Though it must be noted that this criterion doesn’t claim that after 40 mathematicians are not productive (example: Yitang Zhang).  So I wanted to write a bit about the under 40 leading number theorists which I am aware of (in order of decreasing age):

• Sophie Morel: The area of mathematics in which Morel has already made contributions is called the Langlands program, initiated by Robert Langlands. Langlands brought together two fields, number theory and representation theory.

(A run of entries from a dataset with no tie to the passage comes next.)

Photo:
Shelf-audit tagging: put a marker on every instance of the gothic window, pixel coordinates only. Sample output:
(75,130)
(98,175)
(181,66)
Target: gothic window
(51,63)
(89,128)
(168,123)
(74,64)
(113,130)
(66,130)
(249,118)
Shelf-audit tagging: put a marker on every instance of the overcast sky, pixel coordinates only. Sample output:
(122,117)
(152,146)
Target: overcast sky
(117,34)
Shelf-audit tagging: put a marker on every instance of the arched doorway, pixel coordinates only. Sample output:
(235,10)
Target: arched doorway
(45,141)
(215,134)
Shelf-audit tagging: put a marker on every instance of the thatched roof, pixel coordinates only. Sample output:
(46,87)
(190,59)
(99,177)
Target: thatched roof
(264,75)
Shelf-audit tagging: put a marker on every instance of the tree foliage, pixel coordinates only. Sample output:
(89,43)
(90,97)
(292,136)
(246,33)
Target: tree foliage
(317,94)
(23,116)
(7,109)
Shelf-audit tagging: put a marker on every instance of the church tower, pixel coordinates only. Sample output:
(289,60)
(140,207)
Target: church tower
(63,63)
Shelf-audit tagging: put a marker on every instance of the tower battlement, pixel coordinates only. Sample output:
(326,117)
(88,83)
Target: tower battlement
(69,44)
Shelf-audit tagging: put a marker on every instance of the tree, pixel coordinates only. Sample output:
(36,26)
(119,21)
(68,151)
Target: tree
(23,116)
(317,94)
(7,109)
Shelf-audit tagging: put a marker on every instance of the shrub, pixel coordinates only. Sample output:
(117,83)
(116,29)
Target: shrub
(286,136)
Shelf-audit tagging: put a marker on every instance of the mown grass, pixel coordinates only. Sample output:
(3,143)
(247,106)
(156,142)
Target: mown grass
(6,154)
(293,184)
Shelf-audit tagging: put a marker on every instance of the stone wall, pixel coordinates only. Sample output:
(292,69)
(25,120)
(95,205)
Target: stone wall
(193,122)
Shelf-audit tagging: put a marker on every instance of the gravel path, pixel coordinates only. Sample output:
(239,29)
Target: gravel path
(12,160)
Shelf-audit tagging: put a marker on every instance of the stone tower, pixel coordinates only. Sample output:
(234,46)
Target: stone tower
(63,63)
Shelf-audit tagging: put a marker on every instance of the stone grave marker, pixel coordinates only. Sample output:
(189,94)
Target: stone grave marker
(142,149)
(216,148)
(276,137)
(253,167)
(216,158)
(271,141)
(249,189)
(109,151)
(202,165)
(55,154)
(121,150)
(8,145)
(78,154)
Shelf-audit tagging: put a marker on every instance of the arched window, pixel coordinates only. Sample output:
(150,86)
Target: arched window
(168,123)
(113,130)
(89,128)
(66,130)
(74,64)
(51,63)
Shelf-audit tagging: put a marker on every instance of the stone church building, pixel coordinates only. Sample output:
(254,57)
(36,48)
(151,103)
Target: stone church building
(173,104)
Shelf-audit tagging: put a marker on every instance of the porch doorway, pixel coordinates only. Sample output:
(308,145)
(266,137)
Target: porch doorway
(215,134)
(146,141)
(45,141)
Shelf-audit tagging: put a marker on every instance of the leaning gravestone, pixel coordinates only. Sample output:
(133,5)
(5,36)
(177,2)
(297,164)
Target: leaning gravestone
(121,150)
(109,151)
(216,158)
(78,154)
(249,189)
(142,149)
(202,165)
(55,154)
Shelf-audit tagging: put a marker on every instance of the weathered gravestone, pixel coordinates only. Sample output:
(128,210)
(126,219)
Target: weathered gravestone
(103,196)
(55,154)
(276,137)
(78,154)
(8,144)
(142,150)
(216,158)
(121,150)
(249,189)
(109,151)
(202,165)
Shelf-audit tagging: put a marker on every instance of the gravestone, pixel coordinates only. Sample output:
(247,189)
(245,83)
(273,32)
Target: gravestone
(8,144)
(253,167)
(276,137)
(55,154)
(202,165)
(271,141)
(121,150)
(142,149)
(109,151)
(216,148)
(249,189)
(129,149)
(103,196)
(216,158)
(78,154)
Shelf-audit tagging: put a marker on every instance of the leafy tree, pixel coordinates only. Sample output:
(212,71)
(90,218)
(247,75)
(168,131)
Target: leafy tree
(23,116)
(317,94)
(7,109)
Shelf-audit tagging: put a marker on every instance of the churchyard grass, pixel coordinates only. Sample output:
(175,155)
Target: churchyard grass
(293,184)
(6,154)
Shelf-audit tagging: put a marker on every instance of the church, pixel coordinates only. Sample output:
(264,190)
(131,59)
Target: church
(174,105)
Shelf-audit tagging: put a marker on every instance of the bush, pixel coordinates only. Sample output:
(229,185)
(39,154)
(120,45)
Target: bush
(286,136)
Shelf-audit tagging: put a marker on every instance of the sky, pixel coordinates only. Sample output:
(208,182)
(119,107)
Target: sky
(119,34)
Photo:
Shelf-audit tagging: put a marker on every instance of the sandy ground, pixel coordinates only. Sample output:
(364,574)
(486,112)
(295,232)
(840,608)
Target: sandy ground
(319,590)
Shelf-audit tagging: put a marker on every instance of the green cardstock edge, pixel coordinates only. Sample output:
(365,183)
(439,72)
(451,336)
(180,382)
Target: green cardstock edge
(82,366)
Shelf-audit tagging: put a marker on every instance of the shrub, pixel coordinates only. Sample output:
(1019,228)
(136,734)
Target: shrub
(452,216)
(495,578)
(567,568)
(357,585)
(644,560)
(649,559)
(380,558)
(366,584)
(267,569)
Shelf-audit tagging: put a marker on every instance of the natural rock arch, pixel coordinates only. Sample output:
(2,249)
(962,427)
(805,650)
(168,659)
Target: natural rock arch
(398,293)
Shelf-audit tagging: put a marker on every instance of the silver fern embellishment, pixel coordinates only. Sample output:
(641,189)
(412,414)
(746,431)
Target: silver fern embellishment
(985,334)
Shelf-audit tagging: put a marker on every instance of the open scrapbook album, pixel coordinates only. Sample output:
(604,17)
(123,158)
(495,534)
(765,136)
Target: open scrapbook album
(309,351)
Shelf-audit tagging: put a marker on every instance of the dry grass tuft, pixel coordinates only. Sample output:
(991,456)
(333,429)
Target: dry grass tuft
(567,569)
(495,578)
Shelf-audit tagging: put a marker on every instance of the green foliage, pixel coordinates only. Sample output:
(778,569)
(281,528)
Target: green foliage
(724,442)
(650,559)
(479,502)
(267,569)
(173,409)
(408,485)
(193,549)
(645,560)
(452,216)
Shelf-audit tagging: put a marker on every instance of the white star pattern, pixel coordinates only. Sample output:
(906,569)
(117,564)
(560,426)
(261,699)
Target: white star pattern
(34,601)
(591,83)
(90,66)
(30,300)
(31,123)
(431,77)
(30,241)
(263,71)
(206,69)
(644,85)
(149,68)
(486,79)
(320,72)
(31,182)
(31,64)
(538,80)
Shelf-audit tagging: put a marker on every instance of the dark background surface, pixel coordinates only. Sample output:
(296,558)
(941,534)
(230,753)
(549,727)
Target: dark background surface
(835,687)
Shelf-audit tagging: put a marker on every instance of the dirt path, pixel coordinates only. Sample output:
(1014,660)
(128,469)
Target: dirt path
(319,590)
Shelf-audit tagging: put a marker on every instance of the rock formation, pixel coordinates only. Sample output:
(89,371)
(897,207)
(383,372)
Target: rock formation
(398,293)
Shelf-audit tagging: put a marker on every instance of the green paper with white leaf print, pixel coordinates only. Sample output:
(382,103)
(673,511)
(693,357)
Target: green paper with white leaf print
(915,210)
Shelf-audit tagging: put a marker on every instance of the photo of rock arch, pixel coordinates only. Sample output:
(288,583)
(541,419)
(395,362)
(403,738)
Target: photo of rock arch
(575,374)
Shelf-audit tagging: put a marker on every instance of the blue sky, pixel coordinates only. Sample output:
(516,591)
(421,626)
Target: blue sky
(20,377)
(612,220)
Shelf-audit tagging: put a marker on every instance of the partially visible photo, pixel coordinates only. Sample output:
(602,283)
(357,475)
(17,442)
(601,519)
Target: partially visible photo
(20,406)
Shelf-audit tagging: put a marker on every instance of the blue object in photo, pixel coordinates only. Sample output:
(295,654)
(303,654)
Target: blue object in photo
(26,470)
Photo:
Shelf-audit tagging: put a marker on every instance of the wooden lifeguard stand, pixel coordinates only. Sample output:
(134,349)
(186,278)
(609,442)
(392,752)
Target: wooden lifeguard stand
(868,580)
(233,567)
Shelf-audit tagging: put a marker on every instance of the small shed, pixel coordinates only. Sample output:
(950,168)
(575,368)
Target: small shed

Morel has made significant advances in building that bridge. “It’s an extremely exciting area of mathematics,” Gross says, “and it requires a vast background of knowledge because you have to know both subjects plus algebraic geometry.” [source]
• Melanie Wood: Profiled at age 17 as “The Girl Who Loved Math” by Discover magazine, Wood has a prodigious list of successes. The main focus of her research is in number theory and algebraic geometry, but it also involves work in probability, additive combinatorics, random groups, and algebraic topology.  [source1, source2]
• James Maynard:  James is primarily interested in classical number theory, in particular, the distribution of prime numbers. His research focuses on using tools from analytic number theory, particularly sieve methods, to study primes.  He has established the sensational result that the gap between two consecutive primes is no more than 600 infinitely often. [source1, source2]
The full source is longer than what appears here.